Tears were streaming freely down my cheeks as it began to sink in that I had just lost Levi forever. It had been easy to start to believe as he stayed in this room with Harper and me that we could become a cozy little family. It would have been so wonderful to have him slide in to fill the void in our lives that I couldn’t seem to remedy, no matter how hard I tried.
Dani wrapped a comforting arm around me, but I barely felt it, other than as an additional weight on my shoulders. I slumped inward even more as my body began caving in on itself from the crushing weight of guilt over what I had done.
Turning me to engulf my crumpled body into a hug, Dani said, “Meg, please forgive me. I’ll do anything to make it up to you.”
I leaned my head on her shoulder, silently accepting the comfort she offered. My body felt numb, but I didn’t want to leave her soft embrace. As I stood there leaning on my best friend, the sobs finally erupted out of me. She lightly rubbed her hand over my hair as I let out all of the emotions from keeping this secret bottled up for so long.
When my weeping finally began to subside, Dani quietly chastised herself. “I can’t believe I did something this stupid. I’m supposed to be so smart, yet I seem to have no common sense.”
“Not your fault,” I croaked.
Pulling back, I fell down into one of the plastic bedside chairs as Dani went to retrieve a box of tissues. When she offered them to me, I took a few to swipe across my face before pointing at her shirt and saying, “You need some, too. I blubbered all over your pretty silk shirt.”
“Aw, this old thing?” She shrugged and brushed off the fact that I had likely ruined the lovely, expensive-looking blouse.
Once I had my face cleaned up and took a deep cleansing breath, Dani asked, “Done crying?”
At my nod, she said in a no-nonsense tone, “Good. You needed to let all of that emotion out, but now we need to make a plan of action to get your man back.”
32
Levi
Iran as far as my starting-to-feel-its-age, out-of-shape body would take me. When my lungs began wheezing the brisk air in and out, I decided that nobody would benefit from my sudden death by cardiac arrest.
After walking for a few minutes, I found a bench that looked out over the busy harbor. Boats were rocking, metal was clanging, and seagulls were swooping. The familiarity of the seaport’s sights, sounds, and smells were soothing as I tried to get my frantic panting to return to a more normal breathing pattern.
When someone sat down on the bench beside me, I didn’t even have to look over to know it was my lifelong friend, Dean Waters.
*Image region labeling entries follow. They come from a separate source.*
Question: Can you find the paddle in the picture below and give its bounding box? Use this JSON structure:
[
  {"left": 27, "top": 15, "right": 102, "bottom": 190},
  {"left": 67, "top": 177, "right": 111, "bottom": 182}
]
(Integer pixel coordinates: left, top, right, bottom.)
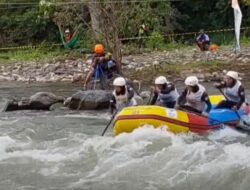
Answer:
[
  {"left": 218, "top": 89, "right": 250, "bottom": 127},
  {"left": 102, "top": 111, "right": 117, "bottom": 136},
  {"left": 218, "top": 89, "right": 241, "bottom": 119},
  {"left": 147, "top": 90, "right": 153, "bottom": 105},
  {"left": 177, "top": 108, "right": 227, "bottom": 125}
]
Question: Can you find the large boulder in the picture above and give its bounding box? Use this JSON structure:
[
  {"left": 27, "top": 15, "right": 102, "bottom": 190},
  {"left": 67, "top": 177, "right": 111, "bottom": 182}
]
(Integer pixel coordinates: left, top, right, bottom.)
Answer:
[
  {"left": 64, "top": 90, "right": 112, "bottom": 110},
  {"left": 3, "top": 92, "right": 64, "bottom": 112}
]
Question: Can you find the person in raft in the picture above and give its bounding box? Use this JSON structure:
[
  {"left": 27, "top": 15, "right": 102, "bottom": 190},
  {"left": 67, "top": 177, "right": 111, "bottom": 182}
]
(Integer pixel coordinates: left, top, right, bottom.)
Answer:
[
  {"left": 84, "top": 44, "right": 106, "bottom": 90},
  {"left": 150, "top": 76, "right": 179, "bottom": 108},
  {"left": 176, "top": 76, "right": 212, "bottom": 116},
  {"left": 110, "top": 77, "right": 137, "bottom": 114},
  {"left": 214, "top": 71, "right": 245, "bottom": 110}
]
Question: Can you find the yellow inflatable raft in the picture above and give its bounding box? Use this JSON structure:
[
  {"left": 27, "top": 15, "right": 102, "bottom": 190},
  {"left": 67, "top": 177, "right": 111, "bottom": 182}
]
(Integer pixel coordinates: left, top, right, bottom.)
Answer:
[{"left": 113, "top": 96, "right": 224, "bottom": 135}]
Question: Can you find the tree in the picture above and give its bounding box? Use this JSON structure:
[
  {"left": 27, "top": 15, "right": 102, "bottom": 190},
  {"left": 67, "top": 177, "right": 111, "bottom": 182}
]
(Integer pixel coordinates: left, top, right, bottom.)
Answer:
[{"left": 88, "top": 0, "right": 176, "bottom": 73}]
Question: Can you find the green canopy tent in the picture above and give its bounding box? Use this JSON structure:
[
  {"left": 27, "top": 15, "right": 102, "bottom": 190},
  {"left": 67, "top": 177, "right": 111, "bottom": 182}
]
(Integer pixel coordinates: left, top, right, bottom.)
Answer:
[{"left": 58, "top": 24, "right": 82, "bottom": 49}]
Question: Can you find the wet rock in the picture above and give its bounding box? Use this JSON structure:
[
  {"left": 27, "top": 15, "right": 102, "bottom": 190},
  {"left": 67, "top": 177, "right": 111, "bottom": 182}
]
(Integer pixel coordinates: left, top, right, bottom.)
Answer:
[
  {"left": 72, "top": 73, "right": 84, "bottom": 82},
  {"left": 3, "top": 92, "right": 64, "bottom": 112},
  {"left": 65, "top": 90, "right": 112, "bottom": 110}
]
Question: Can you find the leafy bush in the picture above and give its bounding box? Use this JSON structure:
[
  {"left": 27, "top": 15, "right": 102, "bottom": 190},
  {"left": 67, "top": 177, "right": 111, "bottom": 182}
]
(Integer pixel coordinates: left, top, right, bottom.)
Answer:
[{"left": 147, "top": 32, "right": 164, "bottom": 49}]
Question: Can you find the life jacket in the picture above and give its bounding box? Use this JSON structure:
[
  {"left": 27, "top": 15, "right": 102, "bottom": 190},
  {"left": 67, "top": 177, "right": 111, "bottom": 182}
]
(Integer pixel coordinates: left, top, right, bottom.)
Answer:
[
  {"left": 113, "top": 86, "right": 137, "bottom": 111},
  {"left": 157, "top": 84, "right": 179, "bottom": 106},
  {"left": 186, "top": 84, "right": 206, "bottom": 112},
  {"left": 223, "top": 81, "right": 241, "bottom": 103}
]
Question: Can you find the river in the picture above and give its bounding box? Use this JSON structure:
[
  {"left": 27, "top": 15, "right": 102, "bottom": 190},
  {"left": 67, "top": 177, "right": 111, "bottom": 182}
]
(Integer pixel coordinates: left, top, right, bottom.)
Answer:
[{"left": 0, "top": 83, "right": 250, "bottom": 190}]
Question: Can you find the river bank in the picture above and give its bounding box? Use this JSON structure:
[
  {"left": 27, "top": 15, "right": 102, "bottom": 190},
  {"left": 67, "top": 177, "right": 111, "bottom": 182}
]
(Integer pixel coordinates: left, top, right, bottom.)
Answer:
[{"left": 0, "top": 47, "right": 250, "bottom": 84}]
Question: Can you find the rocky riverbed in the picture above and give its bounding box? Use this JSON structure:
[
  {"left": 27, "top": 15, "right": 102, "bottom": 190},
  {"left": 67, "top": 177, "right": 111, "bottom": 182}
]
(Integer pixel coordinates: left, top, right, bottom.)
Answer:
[{"left": 0, "top": 47, "right": 250, "bottom": 82}]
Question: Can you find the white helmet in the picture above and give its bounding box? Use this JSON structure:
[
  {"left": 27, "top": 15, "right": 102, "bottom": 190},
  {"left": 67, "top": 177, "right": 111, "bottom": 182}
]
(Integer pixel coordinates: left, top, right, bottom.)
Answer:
[
  {"left": 226, "top": 71, "right": 239, "bottom": 80},
  {"left": 185, "top": 76, "right": 199, "bottom": 86},
  {"left": 113, "top": 77, "right": 126, "bottom": 86},
  {"left": 155, "top": 76, "right": 168, "bottom": 84}
]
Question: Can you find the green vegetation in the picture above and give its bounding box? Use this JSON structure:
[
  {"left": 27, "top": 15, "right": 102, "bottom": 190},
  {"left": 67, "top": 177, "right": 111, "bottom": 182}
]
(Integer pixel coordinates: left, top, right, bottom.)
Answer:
[{"left": 0, "top": 0, "right": 250, "bottom": 66}]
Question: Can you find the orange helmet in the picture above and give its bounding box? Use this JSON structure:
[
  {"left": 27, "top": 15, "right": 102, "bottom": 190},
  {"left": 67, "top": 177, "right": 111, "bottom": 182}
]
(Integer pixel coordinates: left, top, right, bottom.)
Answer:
[
  {"left": 95, "top": 44, "right": 104, "bottom": 54},
  {"left": 210, "top": 44, "right": 219, "bottom": 53}
]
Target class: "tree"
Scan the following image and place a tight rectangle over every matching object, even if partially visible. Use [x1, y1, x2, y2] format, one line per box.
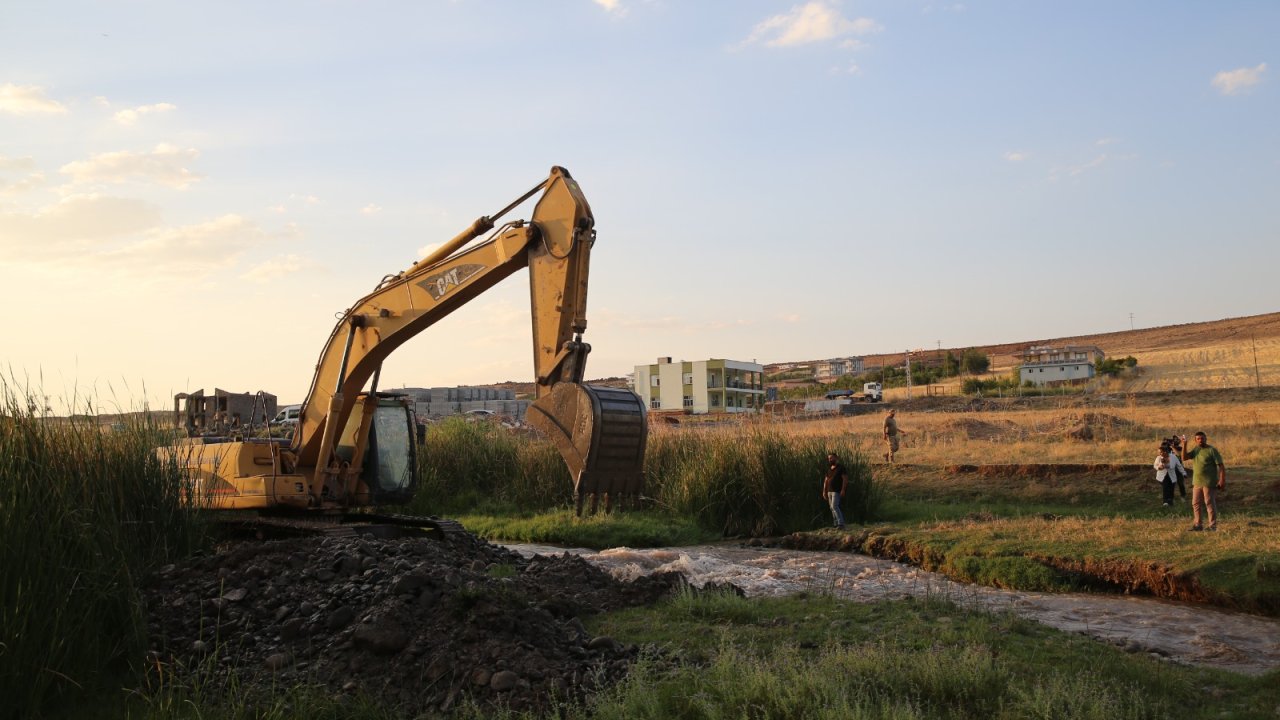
[960, 347, 991, 375]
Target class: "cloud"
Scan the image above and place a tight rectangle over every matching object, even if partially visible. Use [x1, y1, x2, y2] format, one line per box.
[0, 173, 45, 195]
[0, 85, 67, 115]
[241, 254, 311, 284]
[742, 0, 881, 47]
[0, 155, 36, 173]
[0, 195, 160, 254]
[0, 155, 45, 195]
[59, 143, 201, 190]
[1212, 63, 1267, 95]
[115, 102, 178, 126]
[1050, 155, 1107, 181]
[93, 215, 268, 271]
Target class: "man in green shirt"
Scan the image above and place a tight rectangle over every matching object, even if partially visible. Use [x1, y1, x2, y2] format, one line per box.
[1183, 432, 1226, 530]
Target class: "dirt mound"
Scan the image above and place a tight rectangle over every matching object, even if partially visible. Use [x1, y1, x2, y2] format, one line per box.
[145, 525, 684, 716]
[1050, 411, 1139, 441]
[937, 418, 1023, 439]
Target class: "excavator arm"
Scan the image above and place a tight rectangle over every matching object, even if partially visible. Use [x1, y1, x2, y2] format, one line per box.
[287, 167, 646, 511]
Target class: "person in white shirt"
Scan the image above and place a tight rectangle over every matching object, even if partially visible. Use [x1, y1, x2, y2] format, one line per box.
[1152, 445, 1178, 507]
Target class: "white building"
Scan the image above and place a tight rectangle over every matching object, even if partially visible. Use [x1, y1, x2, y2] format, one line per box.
[814, 357, 863, 382]
[1018, 345, 1105, 386]
[634, 357, 764, 414]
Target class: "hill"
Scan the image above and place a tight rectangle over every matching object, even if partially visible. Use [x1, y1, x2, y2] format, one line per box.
[765, 313, 1280, 392]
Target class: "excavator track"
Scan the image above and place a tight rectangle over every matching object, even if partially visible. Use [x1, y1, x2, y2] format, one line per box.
[218, 512, 467, 541]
Dean and I had been the best of friends in elementary and middle school, but had started growing apart in our late teens. Dean had wanted to spend most of his time by the pool with Josie, the new girl in town, and I had been deeply ensconced into a secret relationship with Meg.
A strange noise made me turn to look at Dean, and I was surprised to find he had a baby in a carrier on his chest. The tiny child was covered by a soft, warm flannel onesie with a hood, so the only visible skin was on its adorable little pink face.